If the messenger returned alone, what would she do? Keep the boy, obviously, and give him all that she could in place of his blood kin, but, what of his name?
She thought to not ask what he was called. She would teach him to write it, and he could record it for himself, but perhaps she would never hear his given name, that his family had given him. Perhaps that knowledge should be his, and his alone.
A new life deserved a new name, though Aegaswyn resolved to periodically remind him to think of his first name, and never to forget it, because it was his before she found him, and it was special.
And the name she gave him must be a special one, as well. A name that meant something to him, and would also mean something to his people, should he return to them. "Tinnûvion ar Carnenduin," she murmured reverently. Son of Twilight and the River Carnen.
The boy shifted in his sleep, settling deeper into the nest of blankets before the hearth, and Aegaswyn gave a soft smile.
Yes, he would return to his people someday, whether now, or when he was grown. She would make sure he was raised well, and would return to Greenwood proud of who he was and where he came from.

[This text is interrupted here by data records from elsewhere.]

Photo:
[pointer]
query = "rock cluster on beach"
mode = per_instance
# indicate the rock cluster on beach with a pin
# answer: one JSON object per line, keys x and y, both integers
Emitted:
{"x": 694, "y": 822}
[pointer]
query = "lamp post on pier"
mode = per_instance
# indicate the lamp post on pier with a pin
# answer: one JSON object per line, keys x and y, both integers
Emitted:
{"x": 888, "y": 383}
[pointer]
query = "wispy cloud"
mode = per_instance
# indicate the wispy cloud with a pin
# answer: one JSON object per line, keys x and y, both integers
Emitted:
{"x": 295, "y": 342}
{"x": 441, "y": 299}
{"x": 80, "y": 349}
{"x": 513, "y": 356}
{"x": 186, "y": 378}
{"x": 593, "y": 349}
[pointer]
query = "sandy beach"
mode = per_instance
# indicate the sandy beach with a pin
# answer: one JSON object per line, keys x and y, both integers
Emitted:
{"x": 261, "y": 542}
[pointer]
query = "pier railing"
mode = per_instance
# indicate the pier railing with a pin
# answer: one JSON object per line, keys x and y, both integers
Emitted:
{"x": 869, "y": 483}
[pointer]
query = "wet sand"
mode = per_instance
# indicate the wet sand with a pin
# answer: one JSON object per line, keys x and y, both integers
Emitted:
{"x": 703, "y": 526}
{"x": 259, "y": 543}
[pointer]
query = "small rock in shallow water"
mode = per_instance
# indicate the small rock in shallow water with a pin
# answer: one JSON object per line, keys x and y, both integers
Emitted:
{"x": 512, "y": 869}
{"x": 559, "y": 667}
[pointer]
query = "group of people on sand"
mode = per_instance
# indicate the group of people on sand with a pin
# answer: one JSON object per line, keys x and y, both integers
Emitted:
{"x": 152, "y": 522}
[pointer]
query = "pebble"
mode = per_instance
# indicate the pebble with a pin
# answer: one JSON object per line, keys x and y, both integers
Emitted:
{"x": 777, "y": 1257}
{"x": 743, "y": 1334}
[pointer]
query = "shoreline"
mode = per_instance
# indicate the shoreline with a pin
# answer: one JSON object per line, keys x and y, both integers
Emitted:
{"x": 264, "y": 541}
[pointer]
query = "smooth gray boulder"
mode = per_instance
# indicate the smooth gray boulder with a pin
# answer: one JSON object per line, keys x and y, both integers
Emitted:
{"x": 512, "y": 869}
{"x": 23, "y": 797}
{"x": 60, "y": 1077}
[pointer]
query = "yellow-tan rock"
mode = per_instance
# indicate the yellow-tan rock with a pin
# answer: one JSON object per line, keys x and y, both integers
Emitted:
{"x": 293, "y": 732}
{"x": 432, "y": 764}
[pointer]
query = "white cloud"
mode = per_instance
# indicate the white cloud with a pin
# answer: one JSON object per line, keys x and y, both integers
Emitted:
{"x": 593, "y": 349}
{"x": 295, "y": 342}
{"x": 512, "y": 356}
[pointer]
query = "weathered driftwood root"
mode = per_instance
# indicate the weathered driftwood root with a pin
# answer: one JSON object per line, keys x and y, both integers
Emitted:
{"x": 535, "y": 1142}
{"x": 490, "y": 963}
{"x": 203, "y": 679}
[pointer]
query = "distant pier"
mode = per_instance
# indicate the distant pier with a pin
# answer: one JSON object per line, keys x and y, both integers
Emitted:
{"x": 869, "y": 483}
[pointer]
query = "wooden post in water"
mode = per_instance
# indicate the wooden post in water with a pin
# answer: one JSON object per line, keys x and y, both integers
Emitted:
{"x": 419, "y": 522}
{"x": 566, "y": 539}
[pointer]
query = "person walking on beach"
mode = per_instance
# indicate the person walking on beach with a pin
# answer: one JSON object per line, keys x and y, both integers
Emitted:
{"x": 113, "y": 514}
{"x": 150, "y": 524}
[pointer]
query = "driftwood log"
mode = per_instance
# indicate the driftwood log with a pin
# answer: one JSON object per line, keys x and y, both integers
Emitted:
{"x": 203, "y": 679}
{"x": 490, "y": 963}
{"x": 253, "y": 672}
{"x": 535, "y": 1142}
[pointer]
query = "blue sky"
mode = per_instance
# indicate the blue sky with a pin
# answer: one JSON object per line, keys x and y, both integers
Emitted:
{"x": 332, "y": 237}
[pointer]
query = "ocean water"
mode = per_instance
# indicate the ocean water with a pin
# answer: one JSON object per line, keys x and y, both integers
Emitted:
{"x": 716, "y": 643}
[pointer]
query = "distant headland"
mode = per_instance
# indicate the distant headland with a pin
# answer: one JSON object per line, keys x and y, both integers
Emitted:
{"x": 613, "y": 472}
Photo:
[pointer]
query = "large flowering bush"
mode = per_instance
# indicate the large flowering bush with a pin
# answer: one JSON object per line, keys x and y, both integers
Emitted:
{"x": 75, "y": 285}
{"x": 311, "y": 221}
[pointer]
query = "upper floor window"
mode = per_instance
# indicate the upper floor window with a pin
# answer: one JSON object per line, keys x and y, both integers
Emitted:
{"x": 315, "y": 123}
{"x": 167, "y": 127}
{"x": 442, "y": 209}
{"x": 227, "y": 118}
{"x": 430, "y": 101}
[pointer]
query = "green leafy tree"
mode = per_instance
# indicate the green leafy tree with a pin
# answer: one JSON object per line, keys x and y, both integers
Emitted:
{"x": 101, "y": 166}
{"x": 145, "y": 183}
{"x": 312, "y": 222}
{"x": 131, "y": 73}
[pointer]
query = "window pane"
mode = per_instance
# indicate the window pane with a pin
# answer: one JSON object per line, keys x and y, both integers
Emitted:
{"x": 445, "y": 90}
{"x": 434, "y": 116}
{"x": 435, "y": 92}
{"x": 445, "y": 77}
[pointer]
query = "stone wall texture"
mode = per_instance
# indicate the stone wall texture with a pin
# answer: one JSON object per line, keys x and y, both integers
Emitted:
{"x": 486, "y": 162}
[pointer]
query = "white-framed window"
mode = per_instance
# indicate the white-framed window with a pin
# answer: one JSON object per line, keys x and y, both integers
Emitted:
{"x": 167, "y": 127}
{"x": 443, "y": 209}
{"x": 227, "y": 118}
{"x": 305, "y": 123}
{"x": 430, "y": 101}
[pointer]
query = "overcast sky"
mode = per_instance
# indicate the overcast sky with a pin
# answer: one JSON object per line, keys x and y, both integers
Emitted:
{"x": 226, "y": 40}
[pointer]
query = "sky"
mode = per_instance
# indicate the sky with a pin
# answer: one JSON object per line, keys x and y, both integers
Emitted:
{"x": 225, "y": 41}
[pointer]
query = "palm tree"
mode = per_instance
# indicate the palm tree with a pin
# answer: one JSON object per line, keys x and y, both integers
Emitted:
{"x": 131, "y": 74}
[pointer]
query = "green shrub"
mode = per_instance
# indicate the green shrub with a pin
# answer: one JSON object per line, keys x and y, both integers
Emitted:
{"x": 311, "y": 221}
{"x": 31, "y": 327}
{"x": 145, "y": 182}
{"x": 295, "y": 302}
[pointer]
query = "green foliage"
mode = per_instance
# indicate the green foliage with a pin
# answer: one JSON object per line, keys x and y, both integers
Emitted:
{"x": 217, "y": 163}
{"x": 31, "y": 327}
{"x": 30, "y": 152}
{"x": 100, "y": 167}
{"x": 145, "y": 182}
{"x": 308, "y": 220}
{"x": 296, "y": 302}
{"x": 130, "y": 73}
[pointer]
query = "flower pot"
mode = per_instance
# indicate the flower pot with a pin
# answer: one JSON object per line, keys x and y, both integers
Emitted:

The next time a Ranger passed through, she would simply have to offer payment for his tutelage. They may not know everything, but they knew enough of the elves that Tinnûvion would know from whence he came, and would not fear returning one day.
Little did Aegaswyn know that it would be several thousand years, after the War of the Ring, before Tinnûvion would lay eyes on another elf.
And that the elf he met would be a mirror image of himself, right down to the startled blue gaze and hastily nocked arrow.